18/12/2025
Berdamai dengan Alam: Kritik Ekologis terhadap Ekspansi Sawit, Pertambangan, dan Program Swasembada Pangan di Indonesia.
Krisis ekologis yang terjadi di Indonesia, khususnya di wilayah-wilayah adat seperti Papua, tidak dapat dilepaskan dari model pembangunan yang menempatkan alam sebagai objek eksploitasi ekonomi. Ekspansi perkebunan kelapa sawit, pertambangan skala besar, serta program swasembada pangan nasional sering dipromosikan atas nama pembangunan dan kesejahteraan rakyat.
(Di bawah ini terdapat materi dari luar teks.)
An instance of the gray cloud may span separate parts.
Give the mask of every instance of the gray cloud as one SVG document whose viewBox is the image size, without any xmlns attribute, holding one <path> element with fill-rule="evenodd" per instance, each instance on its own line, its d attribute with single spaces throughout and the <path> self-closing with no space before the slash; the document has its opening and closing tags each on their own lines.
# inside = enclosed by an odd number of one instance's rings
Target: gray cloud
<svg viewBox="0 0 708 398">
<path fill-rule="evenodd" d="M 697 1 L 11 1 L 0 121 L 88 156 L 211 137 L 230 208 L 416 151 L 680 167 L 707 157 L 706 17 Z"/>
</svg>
Namun dalam praktiknya, kebijakan-kebijakan tersebut justru memperdalam kerusakan lingkungan, merampas ruang hidup masyarakat adat, dan memicu konflik sosial. Esai ini menggunakan kerangka teori berdamai dengan alam yang mencakup ekologi dalam, etika lingkungan, ekologi politik, dan kearifan lokal masyarakat adat untuk mengkritisi paradigma pembangunan ekstraktif tersebut. Tulisan ini berargumen bahwa swasembada dan pertumbuhan ekonomi yang mengabaikan keadilan ekologis pada hakikatnya merupakan bentuk kolonialisme ekologis modern.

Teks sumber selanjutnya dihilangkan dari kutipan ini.